My department's national win rate average for first time organizing campaigns was between 92-94%. I was able to achieve this by knowing who my enemy was at the time. At first, we moved slowly, observing and learning all of our target's weaknesses. Then, we hit them hard and fast. My philosophy was that you needed to be slow in deliberation and swift in execution; never letting them see you coming. A perfect example of this philosophy can be seen when examining why boxing legend Muhammad Ali was so successful. Ali was never considered to have superior punching power over most past and present heavyweight boxing champions, but his career was still full of knockouts. In fact, he won 26 of his first 32 undefeated fights by knockout/technical knockout. His speed and timing were the reason for his success; his opponents couldn't register or prepare for his attacks before it was too late. Sometimes, the punch you can't see is the one that knocks you out.

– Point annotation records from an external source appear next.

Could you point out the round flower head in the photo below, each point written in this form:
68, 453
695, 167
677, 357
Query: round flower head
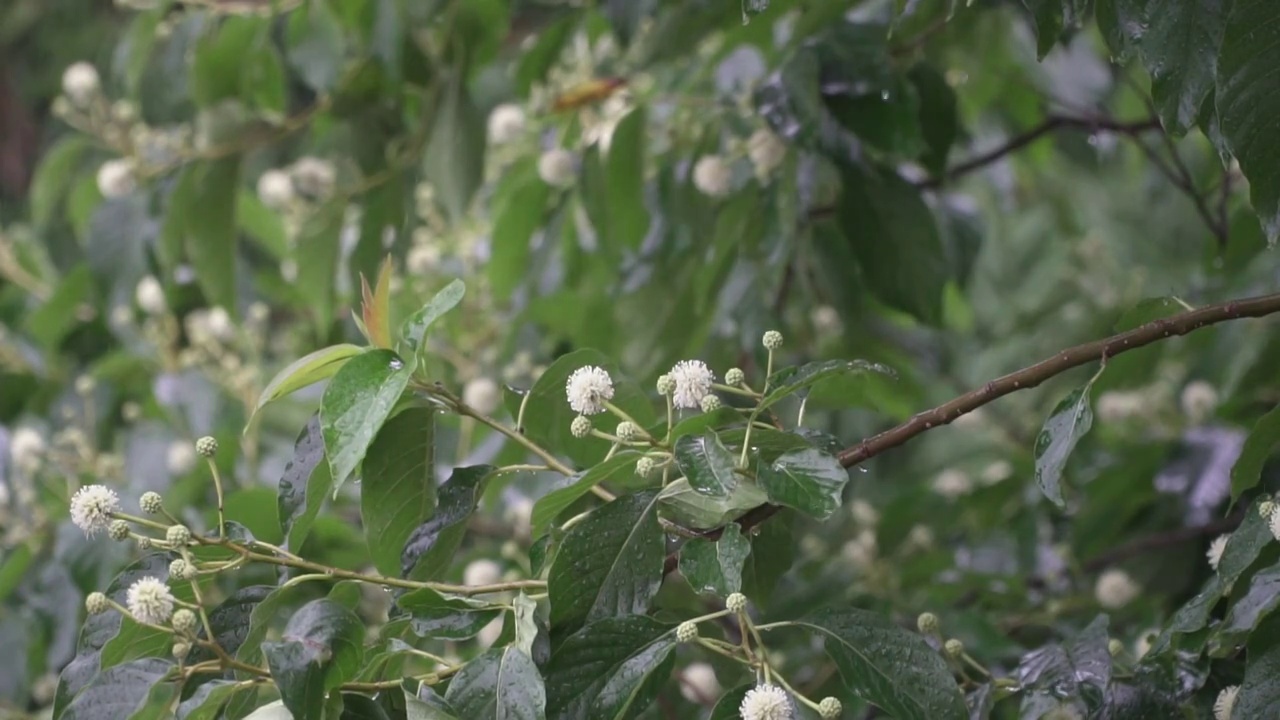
150, 601
92, 507
693, 381
151, 502
481, 393
96, 604
184, 620
150, 296
1225, 702
588, 388
557, 168
627, 431
927, 623
699, 683
1215, 551
115, 178
1115, 589
506, 123
275, 188
712, 176
645, 466
766, 702
177, 534
118, 531
81, 83
206, 446
1198, 400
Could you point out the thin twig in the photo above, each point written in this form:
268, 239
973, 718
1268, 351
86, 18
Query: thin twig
1022, 379
1046, 126
1161, 541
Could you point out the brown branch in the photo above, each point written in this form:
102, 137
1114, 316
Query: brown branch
1161, 541
1022, 379
1060, 363
1046, 126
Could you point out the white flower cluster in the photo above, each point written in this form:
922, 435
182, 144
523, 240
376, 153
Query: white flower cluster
693, 381
92, 507
712, 176
766, 702
588, 390
506, 123
557, 167
1115, 588
150, 601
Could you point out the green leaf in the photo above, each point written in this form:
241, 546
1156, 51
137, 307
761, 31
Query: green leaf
896, 241
53, 177
791, 381
886, 665
519, 210
210, 231
425, 705
810, 481
707, 464
446, 618
455, 156
548, 415
304, 486
1247, 105
626, 220
688, 507
414, 331
1191, 618
209, 700
231, 621
716, 566
772, 554
1065, 425
124, 692
218, 65
503, 683
1260, 693
938, 118
397, 491
728, 703
315, 45
609, 563
1257, 449
306, 370
567, 492
99, 630
321, 647
430, 547
1249, 609
355, 406
609, 670
1080, 668
318, 254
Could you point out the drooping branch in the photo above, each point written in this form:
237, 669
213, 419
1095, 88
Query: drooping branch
1046, 126
1025, 378
1057, 364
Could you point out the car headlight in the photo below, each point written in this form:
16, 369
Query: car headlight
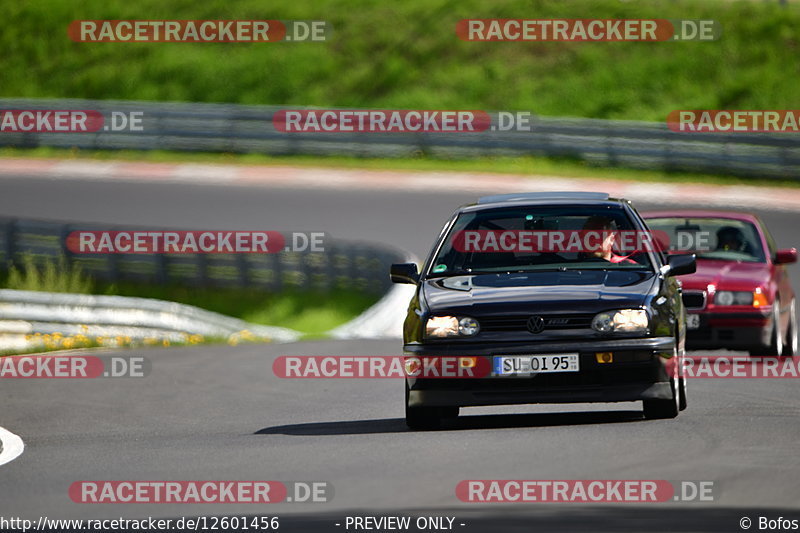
621, 321
450, 326
733, 298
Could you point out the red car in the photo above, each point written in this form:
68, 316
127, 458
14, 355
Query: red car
740, 298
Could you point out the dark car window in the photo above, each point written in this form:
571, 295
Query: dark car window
712, 238
453, 257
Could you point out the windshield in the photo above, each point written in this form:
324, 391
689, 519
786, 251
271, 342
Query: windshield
724, 239
528, 238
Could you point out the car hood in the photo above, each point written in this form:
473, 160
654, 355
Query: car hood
573, 291
727, 274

With the recent and pending labor law changes, it is more vital than ever to take control of your management and communication style. A combination of the changes like micro units and reduced election times are the tools unions needed to hit unsuspecting management teams hard and fast, and unions are gearing up to cash in on these changes. They have established policy changes to expand their influence in communities, including using third-party groups to directly interact with people who work for their organizing targets. Now is the time to evaluation how well your supervisors communicate with and know your workforce. If you don't, the union surely will get to know them.